True; but it won't be solved by tinkering with bits and pieces of the monetary plumbing. The same speculators who started the 1997 run on the yen and the Thai baht are now threatening a "herd" attack against the yen, which could get out of any MOF control. European and U.S. hedge funds have begun large-scale yen-selling, Nikkei reports, and many hedge funds are planning a new bout of yen-selling again starting in January. Deutsche Bank in London forecast Dec. 25 that the yen will drop by 5% this year to 140/dollar, and to 205/dollar by 2005.

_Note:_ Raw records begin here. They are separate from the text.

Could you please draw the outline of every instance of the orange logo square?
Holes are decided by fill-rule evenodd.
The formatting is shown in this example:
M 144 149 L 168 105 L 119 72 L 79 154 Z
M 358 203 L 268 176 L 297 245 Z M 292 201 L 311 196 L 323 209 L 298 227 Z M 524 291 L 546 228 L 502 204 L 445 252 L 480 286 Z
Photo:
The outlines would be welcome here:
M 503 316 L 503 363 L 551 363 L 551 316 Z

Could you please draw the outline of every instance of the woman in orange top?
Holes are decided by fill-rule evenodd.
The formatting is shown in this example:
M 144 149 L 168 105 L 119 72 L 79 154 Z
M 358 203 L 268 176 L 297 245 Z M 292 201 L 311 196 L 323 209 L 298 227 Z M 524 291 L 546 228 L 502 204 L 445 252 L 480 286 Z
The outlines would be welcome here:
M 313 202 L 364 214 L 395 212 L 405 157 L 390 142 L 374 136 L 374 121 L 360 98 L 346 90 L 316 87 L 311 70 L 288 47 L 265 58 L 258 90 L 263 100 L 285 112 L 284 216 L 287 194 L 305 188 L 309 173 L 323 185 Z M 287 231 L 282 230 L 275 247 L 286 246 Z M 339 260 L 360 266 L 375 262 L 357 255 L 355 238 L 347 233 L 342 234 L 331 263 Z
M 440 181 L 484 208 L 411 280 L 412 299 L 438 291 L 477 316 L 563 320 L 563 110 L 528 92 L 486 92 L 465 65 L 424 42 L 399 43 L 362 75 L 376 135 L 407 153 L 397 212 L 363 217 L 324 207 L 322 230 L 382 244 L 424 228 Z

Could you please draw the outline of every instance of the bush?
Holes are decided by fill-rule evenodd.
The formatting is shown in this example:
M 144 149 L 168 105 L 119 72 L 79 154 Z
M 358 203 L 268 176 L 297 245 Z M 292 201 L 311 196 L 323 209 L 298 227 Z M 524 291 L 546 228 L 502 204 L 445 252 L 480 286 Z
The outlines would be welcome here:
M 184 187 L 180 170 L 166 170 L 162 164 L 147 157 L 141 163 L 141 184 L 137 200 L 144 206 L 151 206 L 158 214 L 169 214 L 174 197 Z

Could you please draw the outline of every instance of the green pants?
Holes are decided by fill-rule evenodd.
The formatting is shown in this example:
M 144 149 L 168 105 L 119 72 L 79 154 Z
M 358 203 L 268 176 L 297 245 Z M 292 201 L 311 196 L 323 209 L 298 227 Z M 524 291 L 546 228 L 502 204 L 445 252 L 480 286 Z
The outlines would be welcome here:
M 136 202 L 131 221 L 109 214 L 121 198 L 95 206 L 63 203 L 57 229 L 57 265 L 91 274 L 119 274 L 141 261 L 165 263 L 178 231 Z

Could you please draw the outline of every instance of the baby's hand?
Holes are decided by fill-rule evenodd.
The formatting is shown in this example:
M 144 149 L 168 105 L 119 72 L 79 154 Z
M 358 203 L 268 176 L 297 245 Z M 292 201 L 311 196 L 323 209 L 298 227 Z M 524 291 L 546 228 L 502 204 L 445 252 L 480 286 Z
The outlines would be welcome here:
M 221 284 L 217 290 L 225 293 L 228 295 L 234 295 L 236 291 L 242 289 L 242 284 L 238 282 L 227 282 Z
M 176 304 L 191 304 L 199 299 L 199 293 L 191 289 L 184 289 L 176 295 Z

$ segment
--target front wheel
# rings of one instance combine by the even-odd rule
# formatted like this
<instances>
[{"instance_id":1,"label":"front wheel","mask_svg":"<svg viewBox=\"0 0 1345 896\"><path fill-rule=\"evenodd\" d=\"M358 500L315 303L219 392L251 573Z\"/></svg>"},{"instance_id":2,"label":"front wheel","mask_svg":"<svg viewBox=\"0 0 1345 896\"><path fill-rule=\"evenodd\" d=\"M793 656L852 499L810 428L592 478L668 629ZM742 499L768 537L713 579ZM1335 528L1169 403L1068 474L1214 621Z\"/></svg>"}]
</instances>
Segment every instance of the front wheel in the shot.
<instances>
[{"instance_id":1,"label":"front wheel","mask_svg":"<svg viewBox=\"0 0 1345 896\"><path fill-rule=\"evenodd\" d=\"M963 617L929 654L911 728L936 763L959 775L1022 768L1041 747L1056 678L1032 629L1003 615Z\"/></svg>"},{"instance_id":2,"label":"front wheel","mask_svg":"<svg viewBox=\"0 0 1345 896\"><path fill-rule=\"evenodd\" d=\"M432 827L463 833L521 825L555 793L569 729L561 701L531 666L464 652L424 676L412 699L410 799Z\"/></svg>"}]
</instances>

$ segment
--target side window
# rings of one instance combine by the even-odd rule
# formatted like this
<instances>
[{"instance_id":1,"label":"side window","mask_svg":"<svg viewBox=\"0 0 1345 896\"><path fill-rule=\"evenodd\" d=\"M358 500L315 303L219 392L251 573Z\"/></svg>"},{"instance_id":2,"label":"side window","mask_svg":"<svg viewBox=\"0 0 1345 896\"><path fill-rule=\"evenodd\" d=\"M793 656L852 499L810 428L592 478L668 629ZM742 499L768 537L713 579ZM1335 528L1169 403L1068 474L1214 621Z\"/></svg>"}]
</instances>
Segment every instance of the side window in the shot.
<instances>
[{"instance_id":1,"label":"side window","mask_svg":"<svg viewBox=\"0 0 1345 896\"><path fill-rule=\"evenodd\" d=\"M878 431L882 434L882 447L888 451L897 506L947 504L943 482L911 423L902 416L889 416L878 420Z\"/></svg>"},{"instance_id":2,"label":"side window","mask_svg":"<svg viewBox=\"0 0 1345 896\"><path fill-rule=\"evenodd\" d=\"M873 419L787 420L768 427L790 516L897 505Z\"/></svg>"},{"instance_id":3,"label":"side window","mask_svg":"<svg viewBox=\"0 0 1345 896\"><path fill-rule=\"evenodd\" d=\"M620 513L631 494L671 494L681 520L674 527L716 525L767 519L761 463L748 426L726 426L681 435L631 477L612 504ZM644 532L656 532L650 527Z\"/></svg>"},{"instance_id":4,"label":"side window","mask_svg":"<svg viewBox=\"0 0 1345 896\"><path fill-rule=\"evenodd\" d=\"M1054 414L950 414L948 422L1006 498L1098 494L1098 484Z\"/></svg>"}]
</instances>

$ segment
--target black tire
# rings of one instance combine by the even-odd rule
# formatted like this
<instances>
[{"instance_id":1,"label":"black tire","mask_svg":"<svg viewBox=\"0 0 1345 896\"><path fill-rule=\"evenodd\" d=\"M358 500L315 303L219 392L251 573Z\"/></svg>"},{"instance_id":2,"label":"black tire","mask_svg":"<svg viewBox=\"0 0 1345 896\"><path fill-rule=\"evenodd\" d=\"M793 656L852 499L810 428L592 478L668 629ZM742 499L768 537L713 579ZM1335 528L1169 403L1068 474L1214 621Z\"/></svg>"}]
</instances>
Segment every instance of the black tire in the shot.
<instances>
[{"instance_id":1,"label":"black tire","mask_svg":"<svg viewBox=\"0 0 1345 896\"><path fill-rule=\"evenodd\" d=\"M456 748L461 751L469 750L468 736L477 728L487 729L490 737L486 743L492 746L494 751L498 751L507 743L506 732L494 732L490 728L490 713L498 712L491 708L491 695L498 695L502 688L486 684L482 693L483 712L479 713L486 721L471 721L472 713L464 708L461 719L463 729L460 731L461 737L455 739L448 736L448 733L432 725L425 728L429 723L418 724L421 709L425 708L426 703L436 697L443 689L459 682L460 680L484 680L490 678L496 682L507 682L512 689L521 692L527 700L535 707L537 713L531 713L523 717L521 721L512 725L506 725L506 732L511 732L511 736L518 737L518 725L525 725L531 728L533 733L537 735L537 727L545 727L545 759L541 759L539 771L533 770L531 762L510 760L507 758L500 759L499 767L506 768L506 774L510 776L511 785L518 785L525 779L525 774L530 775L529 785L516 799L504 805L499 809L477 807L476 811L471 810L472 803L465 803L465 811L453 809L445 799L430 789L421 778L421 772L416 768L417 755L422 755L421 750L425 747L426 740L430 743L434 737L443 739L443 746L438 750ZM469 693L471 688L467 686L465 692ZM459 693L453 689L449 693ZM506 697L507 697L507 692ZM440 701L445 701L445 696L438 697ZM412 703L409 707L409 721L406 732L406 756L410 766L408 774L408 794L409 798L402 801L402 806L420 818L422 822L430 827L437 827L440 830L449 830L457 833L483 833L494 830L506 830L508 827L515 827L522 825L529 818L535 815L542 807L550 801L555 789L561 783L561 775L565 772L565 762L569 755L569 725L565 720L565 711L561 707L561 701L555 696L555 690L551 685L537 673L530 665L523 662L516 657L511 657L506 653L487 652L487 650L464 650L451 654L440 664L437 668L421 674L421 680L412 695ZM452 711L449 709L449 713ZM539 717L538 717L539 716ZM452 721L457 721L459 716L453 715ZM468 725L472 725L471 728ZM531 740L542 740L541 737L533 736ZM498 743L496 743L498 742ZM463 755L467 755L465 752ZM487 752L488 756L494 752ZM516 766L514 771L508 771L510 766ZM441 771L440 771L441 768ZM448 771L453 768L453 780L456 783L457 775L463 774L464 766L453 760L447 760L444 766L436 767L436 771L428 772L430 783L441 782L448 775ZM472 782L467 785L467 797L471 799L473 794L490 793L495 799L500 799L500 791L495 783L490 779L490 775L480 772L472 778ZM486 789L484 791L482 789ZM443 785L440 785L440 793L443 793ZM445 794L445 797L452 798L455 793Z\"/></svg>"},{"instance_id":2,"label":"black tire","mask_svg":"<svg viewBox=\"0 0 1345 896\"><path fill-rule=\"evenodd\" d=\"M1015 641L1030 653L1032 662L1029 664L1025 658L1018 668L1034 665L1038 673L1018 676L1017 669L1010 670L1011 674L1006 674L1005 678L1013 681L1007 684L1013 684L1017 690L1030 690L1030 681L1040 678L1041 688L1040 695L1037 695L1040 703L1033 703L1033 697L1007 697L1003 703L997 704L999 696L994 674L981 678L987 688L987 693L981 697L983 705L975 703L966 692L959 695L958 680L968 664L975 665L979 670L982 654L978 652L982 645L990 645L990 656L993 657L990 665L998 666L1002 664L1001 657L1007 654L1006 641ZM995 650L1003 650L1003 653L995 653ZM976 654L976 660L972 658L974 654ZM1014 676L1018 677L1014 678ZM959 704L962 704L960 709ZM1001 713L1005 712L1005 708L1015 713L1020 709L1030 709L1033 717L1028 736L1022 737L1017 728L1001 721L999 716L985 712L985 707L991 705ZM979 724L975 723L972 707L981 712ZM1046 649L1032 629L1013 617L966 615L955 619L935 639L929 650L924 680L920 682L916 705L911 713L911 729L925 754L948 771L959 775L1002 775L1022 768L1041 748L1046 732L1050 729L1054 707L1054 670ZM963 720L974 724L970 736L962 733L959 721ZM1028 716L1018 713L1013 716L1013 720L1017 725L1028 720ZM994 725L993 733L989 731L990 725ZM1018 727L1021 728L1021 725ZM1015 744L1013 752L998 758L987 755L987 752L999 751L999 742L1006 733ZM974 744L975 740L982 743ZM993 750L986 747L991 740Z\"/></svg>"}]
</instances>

BOJ Governor Hayami, in his Jan. 1 interview, also warned that this yen tinkering could get out of control. While it might help exports a bit in the short term, he said, "I hope yen depreciation will not prompt active selling of Japan's other financial instruments, including stocks and bonds. Some argue that the BOJ should purchase foreign bonds to guide the yen even lower, but no country has ever prospered by cheapening its currency."

"Japan, however, is not exactly in the deepest trouble of all the major industrialized nations," Hayami also warned, in an aside to those in Washington wondering how far Tokyo can be pushed. "Many analysts are of the view that the U.S. economy will hit bottom in the second half of this year."